Choosing An XMPP Server

26Aug08

Choosing an XMPP server is a big decision.  Should you go with the popular one or the one written in the most popular language?  Perhaps you don’t plan to become a systems administrator and you need one which is easy to set up and maintain.  Unfortunately for people making this important choice, there is not much guidance published beyond features comparisons.  What follows is an account of our decision making process on XMPP servers – how we came to pick jabberd2 originally, and how we switched to ejabberd.

A Brief History Of XMPP Servers

XMPP began as Jabber and had only one server, jabberd.  As popularity of the protocol grew, more servers appeared, and now there are half a dozen major contenders, both commercial and open source.
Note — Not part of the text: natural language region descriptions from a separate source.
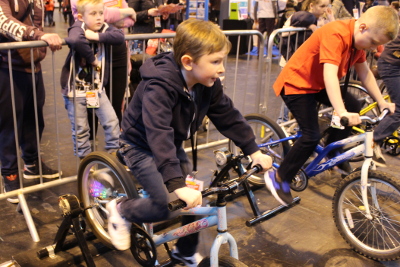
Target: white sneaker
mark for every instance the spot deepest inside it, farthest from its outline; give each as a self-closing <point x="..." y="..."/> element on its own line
<point x="191" y="261"/>
<point x="377" y="157"/>
<point x="119" y="229"/>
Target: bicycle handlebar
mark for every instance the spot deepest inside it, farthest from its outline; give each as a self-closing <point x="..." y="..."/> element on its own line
<point x="345" y="121"/>
<point x="225" y="188"/>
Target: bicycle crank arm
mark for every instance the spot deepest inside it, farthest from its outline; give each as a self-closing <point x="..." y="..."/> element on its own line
<point x="271" y="213"/>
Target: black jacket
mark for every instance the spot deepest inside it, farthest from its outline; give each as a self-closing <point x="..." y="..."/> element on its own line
<point x="161" y="112"/>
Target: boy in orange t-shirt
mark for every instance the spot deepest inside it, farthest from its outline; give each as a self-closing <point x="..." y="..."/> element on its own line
<point x="312" y="75"/>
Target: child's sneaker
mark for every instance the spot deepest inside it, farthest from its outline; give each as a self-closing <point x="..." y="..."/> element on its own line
<point x="119" y="229"/>
<point x="280" y="190"/>
<point x="11" y="183"/>
<point x="31" y="171"/>
<point x="190" y="261"/>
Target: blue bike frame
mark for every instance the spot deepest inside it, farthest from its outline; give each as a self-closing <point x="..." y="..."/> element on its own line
<point x="315" y="167"/>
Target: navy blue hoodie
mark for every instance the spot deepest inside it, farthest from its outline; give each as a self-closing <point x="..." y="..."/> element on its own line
<point x="162" y="112"/>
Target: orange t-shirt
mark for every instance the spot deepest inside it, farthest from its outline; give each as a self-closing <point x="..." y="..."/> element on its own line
<point x="332" y="43"/>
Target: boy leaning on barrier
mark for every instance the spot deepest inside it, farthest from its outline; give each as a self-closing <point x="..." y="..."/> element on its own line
<point x="89" y="39"/>
<point x="177" y="91"/>
<point x="312" y="74"/>
<point x="22" y="20"/>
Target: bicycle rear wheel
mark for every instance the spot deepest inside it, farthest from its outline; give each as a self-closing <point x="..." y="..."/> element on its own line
<point x="265" y="130"/>
<point x="377" y="238"/>
<point x="102" y="178"/>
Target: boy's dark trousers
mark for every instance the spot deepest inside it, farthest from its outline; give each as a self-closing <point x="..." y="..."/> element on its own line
<point x="24" y="104"/>
<point x="304" y="110"/>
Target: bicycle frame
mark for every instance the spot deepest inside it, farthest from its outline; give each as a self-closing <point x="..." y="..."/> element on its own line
<point x="216" y="216"/>
<point x="315" y="167"/>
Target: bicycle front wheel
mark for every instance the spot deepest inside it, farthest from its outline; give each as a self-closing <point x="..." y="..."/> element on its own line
<point x="266" y="130"/>
<point x="223" y="261"/>
<point x="379" y="237"/>
<point x="102" y="178"/>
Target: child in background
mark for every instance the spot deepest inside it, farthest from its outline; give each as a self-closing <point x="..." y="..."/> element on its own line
<point x="312" y="74"/>
<point x="177" y="91"/>
<point x="89" y="39"/>
<point x="49" y="7"/>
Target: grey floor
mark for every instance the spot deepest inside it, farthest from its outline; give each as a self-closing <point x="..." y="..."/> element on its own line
<point x="304" y="235"/>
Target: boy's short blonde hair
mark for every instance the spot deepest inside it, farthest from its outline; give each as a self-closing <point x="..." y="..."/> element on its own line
<point x="198" y="38"/>
<point x="382" y="19"/>
<point x="81" y="4"/>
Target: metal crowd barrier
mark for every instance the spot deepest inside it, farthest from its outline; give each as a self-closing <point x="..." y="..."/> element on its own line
<point x="243" y="81"/>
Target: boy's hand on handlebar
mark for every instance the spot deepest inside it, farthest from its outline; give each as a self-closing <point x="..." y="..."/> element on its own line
<point x="264" y="160"/>
<point x="193" y="198"/>
<point x="390" y="106"/>
<point x="353" y="118"/>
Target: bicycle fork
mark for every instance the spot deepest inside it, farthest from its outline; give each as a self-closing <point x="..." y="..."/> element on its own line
<point x="369" y="143"/>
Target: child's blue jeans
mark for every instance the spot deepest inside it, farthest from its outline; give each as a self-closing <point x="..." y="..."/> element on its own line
<point x="154" y="208"/>
<point x="80" y="130"/>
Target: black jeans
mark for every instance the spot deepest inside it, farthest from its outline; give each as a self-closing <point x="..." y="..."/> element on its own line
<point x="304" y="110"/>
<point x="25" y="114"/>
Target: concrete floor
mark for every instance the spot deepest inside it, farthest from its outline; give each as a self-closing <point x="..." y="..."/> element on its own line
<point x="304" y="235"/>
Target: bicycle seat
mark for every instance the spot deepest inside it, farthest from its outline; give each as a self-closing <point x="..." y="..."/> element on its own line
<point x="120" y="157"/>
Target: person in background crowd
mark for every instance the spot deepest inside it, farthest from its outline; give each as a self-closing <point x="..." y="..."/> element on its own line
<point x="122" y="17"/>
<point x="67" y="12"/>
<point x="339" y="10"/>
<point x="215" y="7"/>
<point x="92" y="68"/>
<point x="49" y="6"/>
<point x="27" y="21"/>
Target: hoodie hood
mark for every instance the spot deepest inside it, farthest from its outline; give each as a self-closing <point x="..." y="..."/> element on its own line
<point x="163" y="68"/>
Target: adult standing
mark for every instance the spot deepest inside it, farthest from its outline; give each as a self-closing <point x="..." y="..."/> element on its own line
<point x="148" y="17"/>
<point x="26" y="18"/>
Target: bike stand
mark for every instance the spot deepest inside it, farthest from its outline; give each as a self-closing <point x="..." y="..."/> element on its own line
<point x="71" y="212"/>
<point x="260" y="217"/>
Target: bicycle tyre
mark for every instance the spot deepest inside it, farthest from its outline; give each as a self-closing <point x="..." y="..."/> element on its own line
<point x="379" y="238"/>
<point x="263" y="128"/>
<point x="101" y="178"/>
<point x="223" y="261"/>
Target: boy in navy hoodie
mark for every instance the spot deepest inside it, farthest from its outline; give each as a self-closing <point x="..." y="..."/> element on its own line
<point x="178" y="90"/>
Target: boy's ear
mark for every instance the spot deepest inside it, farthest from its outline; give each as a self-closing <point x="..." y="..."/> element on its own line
<point x="80" y="17"/>
<point x="187" y="62"/>
<point x="362" y="27"/>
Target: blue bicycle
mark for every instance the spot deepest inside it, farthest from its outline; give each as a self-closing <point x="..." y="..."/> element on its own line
<point x="365" y="205"/>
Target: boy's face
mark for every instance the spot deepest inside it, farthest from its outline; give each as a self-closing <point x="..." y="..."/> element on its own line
<point x="208" y="68"/>
<point x="93" y="16"/>
<point x="367" y="39"/>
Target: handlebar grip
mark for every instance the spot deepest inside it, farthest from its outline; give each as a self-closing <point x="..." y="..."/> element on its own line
<point x="344" y="121"/>
<point x="257" y="168"/>
<point x="176" y="205"/>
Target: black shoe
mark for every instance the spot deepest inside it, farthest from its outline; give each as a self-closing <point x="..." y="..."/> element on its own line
<point x="11" y="183"/>
<point x="280" y="190"/>
<point x="31" y="171"/>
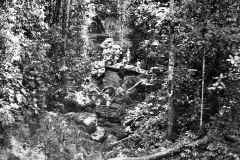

The main players these days seem to be:

  • jabberd – The original server.  It started in C, but now appears to be a mix of C and C++ code.  The main users for years was jabber.org itself.  The code may have changed substantially in the last couple of years, but I remember it being rather crufty.  Matthias Wimmer has been maintainer at least since 2004, and he continues to maintain it today, although it does go through some long periods of inactivity.
  • jabberd 2.x – A rewrite of jabberd, originally by Rob Norris.  The code is pure C, modular, and fairly easy to understand.  Chesspark picked this to start with in 2006.  Another notable user of jabberd 2.x is Meebo.  Unfortunately it was abandoned by its original maintainers some time ago.  Tomas Sterna stepped up to the plate and took over the project, and it is now actively maintained again.
  • ejabberd – An XMPP server written in Erlang which claims to be quite scalable.  Erlang is the language created decades ago by Ericcson to power their telephone switches.  It has many features that make it well suited for XMPP servers.  ejabberd has been around and active since early 2005, and is supported officially by Process One.  It also has a growing developer community.  Jabber.org switched from jabberd to ejabberd some time ago, and continues to run ejabberd today.
  • Openfire – A Java server written by JIVE Software.  This was formerly a commercial product called Wildfire.  I have no personal experience with it, but it appears to have an active community.
  • Tigase -Another Java server that started in late 2004.  It is actively maintained.  I have no personal experience with Tigase other than meeting Artur at the recent XMPP Summit, but the Seesmic folks speak very highly of the project.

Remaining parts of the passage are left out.